As Anthropic has grown, it has come to support some of the nation’s toughest proposed regulations on pioneering artificial intelligence companies. Many of these policies are aimed at mitigating the catastrophic risks associated with AI, including the possibility that advanced models could contribute to financial disasters or mass deaths.

In addition to the self-reporting provisions in California AND New YorkAnthropic also supported Illinois’ measure requiring AI labs to submit their security processes to independent auditors. Recently, the company approved, among others: Massachusetts Politics it would also require a third-party audit of artificial intelligence labs and would authorize the state’s attorney general to seek injunctions from companies that don’t follow the rules.

I met with Fernandez this week to understand where the company’s AI policy is heading. Fernandez joined Anthropic earlier this year, having previously served as head of U.S. state government relations at sports betting giant FanDuel and as a senior public policy specialist at Uber. He helped both companies win political battles in states across the country. His expertise will likely prove valuable to Anthropic as Congress continues to delay passing AI legislation and states take the lead.

“Dubious” motives

While Anthropic’s pro-regulation agenda has been praised by AI safety groups, labor unions and other company allies, some Silicon Valley leaders are interpreting its political efforts through a more nefarious lens.

David Sacks, a former White House AI czar and current technology adviser to President Donald Trump, said Anthropic is essentially seeking to pass burdensome regulations that would drag smaller AI startups into bureaucracy, thus securing its leadership position in the AI ​​race.

“Anthropic is employing a sophisticated regulatory capture strategy based on fear mongering,” Sacks wrote in: post on social media last year. “He is primarily responsible for the state’s regulatory madness that is hurting the startup ecosystem.”

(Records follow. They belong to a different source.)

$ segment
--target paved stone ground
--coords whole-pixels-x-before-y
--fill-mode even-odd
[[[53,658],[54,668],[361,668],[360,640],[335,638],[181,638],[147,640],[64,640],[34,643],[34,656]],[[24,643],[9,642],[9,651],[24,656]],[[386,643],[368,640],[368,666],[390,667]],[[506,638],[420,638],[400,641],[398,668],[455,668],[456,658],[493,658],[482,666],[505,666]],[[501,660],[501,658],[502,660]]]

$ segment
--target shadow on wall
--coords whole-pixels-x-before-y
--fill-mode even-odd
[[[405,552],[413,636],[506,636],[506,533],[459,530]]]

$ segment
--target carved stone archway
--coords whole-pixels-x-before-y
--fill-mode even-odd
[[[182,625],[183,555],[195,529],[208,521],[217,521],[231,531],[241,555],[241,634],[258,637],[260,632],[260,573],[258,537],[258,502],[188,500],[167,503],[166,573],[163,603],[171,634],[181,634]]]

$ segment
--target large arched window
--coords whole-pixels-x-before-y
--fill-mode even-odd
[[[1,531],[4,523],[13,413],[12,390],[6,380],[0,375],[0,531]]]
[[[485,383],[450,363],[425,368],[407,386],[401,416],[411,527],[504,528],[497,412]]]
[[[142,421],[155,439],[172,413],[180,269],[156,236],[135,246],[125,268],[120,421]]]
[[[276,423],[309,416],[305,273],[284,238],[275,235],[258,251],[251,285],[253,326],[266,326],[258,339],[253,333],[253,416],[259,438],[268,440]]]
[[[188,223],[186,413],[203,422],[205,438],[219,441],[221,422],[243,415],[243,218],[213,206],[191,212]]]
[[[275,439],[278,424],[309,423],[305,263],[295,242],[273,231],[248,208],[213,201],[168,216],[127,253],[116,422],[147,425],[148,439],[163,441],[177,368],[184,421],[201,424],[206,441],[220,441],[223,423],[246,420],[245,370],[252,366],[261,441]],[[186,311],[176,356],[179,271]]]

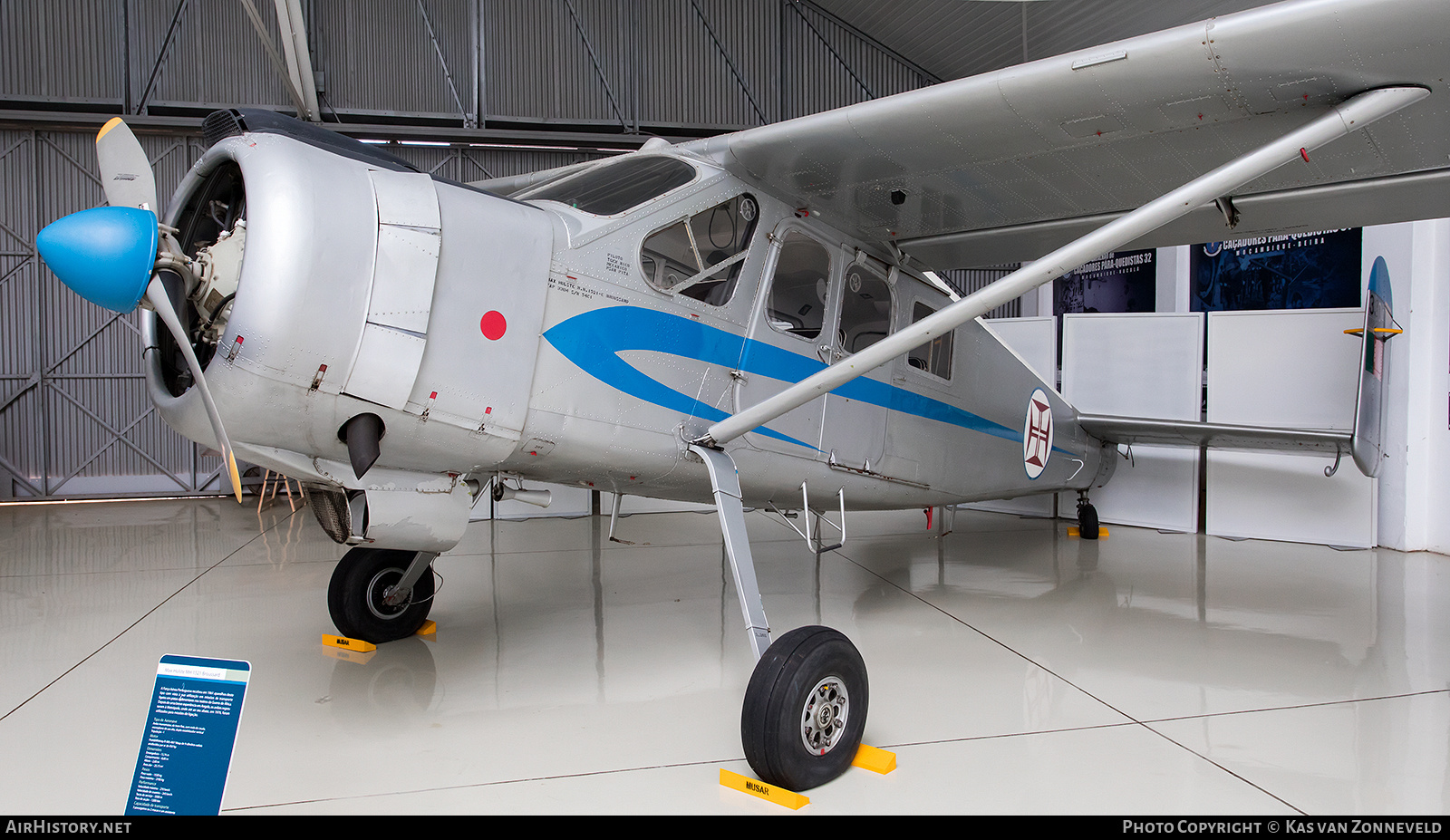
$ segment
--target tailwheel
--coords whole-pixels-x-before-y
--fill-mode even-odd
[[[338,633],[373,644],[407,638],[428,619],[434,605],[434,569],[429,566],[399,596],[396,589],[416,551],[354,548],[342,556],[328,583],[328,612]]]
[[[755,663],[740,736],[761,781],[808,791],[851,766],[866,728],[866,663],[844,634],[800,627]]]
[[[1077,499],[1077,535],[1083,540],[1098,538],[1098,508],[1086,498]]]

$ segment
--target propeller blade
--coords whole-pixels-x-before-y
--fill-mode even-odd
[[[151,160],[136,135],[130,133],[130,126],[119,116],[112,118],[96,135],[96,158],[100,161],[102,189],[112,207],[161,212]]]
[[[236,473],[236,457],[232,454],[232,441],[226,437],[226,429],[222,428],[222,416],[216,413],[216,403],[212,400],[212,389],[206,384],[206,377],[202,376],[202,364],[196,360],[196,354],[191,353],[191,338],[186,334],[181,326],[181,319],[177,318],[175,309],[171,306],[171,297],[167,296],[165,286],[161,284],[161,279],[152,279],[151,284],[146,286],[146,300],[151,308],[157,310],[161,321],[171,331],[171,335],[177,339],[177,347],[181,348],[181,355],[186,357],[187,367],[191,368],[191,377],[196,380],[196,387],[202,392],[202,403],[206,406],[206,416],[212,421],[212,432],[216,434],[216,442],[222,448],[222,457],[226,460],[226,472],[232,479],[232,493],[236,495],[236,501],[242,501],[242,479]]]

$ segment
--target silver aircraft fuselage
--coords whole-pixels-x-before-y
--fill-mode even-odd
[[[676,176],[642,200],[560,199],[621,165]],[[670,149],[499,197],[245,133],[207,151],[168,223],[184,229],[226,171],[246,238],[207,380],[239,457],[464,522],[464,482],[499,473],[708,502],[689,441],[948,303],[828,219]],[[158,355],[152,399],[209,442]],[[386,432],[357,479],[339,429],[364,412]],[[822,506],[844,487],[848,508],[909,508],[1086,487],[1101,466],[1053,383],[980,321],[725,448],[745,503],[786,509],[802,482]]]

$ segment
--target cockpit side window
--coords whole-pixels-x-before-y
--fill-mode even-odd
[[[651,286],[712,306],[729,303],[760,206],[744,194],[655,231],[639,251]]]
[[[935,315],[935,312],[937,312],[935,309],[918,300],[912,306],[911,322],[916,324],[918,321],[927,318],[928,315]],[[937,338],[932,338],[927,344],[922,344],[921,347],[908,351],[906,364],[915,367],[916,370],[925,370],[927,373],[938,376],[941,379],[951,379],[953,335],[954,335],[953,332],[947,332],[945,335],[938,335]]]
[[[847,265],[838,326],[841,350],[866,350],[890,334],[892,321],[890,284],[864,265]]]
[[[766,305],[770,325],[800,338],[821,335],[829,279],[831,254],[825,247],[799,231],[786,234]]]
[[[666,155],[626,157],[521,196],[560,202],[594,216],[613,216],[695,180],[695,167]]]

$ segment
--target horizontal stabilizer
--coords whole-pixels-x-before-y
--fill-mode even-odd
[[[1109,444],[1350,454],[1350,431],[1285,429],[1135,416],[1079,415],[1083,431]]]

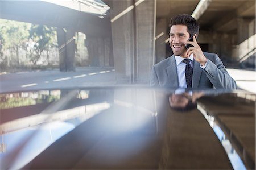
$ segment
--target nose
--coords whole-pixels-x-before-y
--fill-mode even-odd
[[[172,38],[172,42],[174,43],[179,43],[179,38],[176,36],[174,36]]]

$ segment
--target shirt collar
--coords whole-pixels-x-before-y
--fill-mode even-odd
[[[183,57],[181,57],[181,56],[175,56],[175,60],[176,60],[176,64],[177,65],[178,65],[179,64],[180,64],[180,63],[181,63],[182,62],[182,61],[184,60],[184,59],[185,59],[184,58],[183,58]],[[194,61],[194,57],[193,57],[193,54],[192,53],[190,56],[189,56],[189,57],[188,57],[188,59],[191,59],[191,60],[192,60],[192,61]]]

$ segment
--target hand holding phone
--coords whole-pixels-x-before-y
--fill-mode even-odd
[[[192,36],[191,36],[189,38],[189,39],[188,39],[188,41],[193,42],[193,36],[194,36],[194,35],[193,35]],[[195,38],[196,38],[196,37],[195,37]],[[193,46],[192,45],[191,45],[190,44],[185,44],[185,47],[187,48],[187,49],[188,49],[188,48],[189,48],[189,47],[194,47],[194,46]]]

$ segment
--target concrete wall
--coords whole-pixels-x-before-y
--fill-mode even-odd
[[[75,71],[75,31],[58,28],[57,38],[60,56],[60,71]]]
[[[88,51],[91,66],[113,66],[110,38],[86,36],[85,44]]]
[[[113,1],[112,7],[117,82],[147,84],[154,56],[154,1]]]

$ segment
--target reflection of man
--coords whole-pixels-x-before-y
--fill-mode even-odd
[[[203,95],[201,92],[194,92],[192,94],[189,92],[174,93],[169,96],[170,106],[179,111],[188,111],[196,107],[196,100]]]
[[[216,54],[203,52],[196,38],[199,24],[187,14],[172,18],[169,43],[174,55],[154,65],[150,85],[170,88],[236,89],[236,82],[229,75]],[[188,41],[192,38],[193,42]],[[191,44],[193,47],[185,47]]]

Fernandez vehemently denies the accusations, noting that Anthropic only supports state AI bills that apply to “large AI modellers” – a term that is defined differently in each bill but generally refers to companies that have spent hundreds of millions of dollars developing AI and have annual revenues of more than $500 million. “It’s hard to imagine a startup meeting this threshold,” Fernandez says.

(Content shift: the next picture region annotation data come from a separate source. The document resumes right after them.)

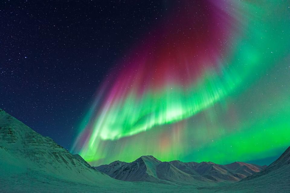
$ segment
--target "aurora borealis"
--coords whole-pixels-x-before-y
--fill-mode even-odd
[[[93,165],[281,154],[290,144],[289,2],[172,4],[97,89],[72,151]]]

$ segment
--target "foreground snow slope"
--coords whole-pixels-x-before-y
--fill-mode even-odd
[[[237,182],[266,167],[238,162],[224,165],[204,162],[163,162],[152,156],[146,156],[130,163],[115,161],[95,168],[122,180],[160,182],[165,181],[201,185]]]

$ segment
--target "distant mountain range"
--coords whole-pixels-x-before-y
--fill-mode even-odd
[[[94,167],[0,109],[0,185],[1,193],[290,192],[290,147],[266,167],[148,156]]]
[[[117,161],[94,167],[113,178],[121,180],[165,181],[192,184],[198,181],[237,182],[266,167],[238,162],[226,165],[210,162],[162,162],[152,156],[147,156],[130,163]]]

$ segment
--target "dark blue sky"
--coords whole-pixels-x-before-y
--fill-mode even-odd
[[[17,1],[0,2],[0,108],[69,149],[100,83],[168,3]]]

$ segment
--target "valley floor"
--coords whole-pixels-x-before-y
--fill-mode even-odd
[[[281,180],[281,179],[283,179]],[[89,184],[68,181],[41,173],[27,173],[21,176],[0,178],[0,192],[290,192],[290,174],[272,174],[255,180],[208,187],[166,184],[146,182],[116,181],[117,183]]]

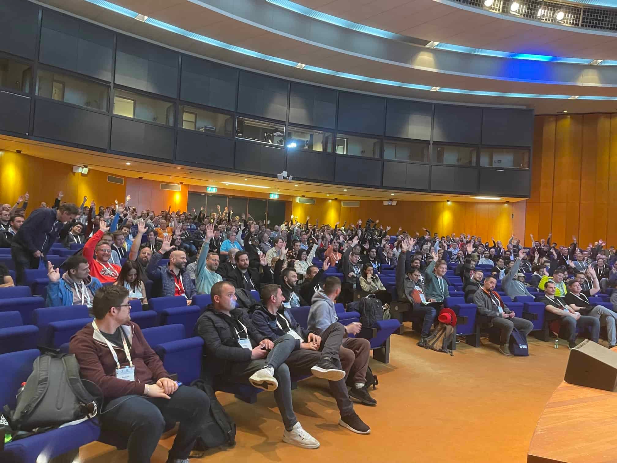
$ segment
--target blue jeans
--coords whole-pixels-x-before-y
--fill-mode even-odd
[[[181,386],[170,397],[124,396],[104,406],[99,415],[101,427],[128,439],[129,463],[149,463],[166,420],[180,423],[169,457],[188,458],[202,422],[209,419],[210,399],[203,391],[189,386]]]

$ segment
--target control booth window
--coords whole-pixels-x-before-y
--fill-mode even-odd
[[[166,125],[174,125],[176,112],[173,103],[118,89],[114,93],[114,114]]]
[[[29,64],[0,57],[0,87],[28,92],[31,78],[32,69]]]
[[[396,161],[428,162],[428,141],[400,141],[386,140],[384,143],[384,158]]]
[[[285,126],[283,124],[247,119],[244,117],[238,117],[236,123],[237,138],[283,148],[285,140]]]
[[[449,144],[433,144],[433,159],[441,164],[475,165],[478,148]]]
[[[233,117],[229,114],[213,112],[191,106],[180,106],[183,128],[231,136]]]
[[[332,133],[315,129],[289,127],[287,131],[288,148],[332,152]]]
[[[108,86],[67,74],[39,70],[36,93],[39,96],[57,101],[107,111]]]
[[[381,151],[381,142],[376,138],[366,138],[345,133],[336,134],[334,152],[337,154],[379,157]]]
[[[483,146],[480,151],[480,165],[491,167],[529,168],[528,148],[491,148]]]

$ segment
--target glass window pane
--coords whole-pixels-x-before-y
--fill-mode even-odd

However, in a world where billions of dollars are now required to develop a competitive, pioneering AI model, there are likely a handful of promising startups that could soon reach these thresholds. To name just a few, Secure superintelligenceThinking Machines Lab and Mistral have raised billions of dollars from investors, although their revenues are still significantly lower than those of companies such as Anthropic and OpenAI. Of course, these are not ordinary startups, but they are potential competitors of Anthropic.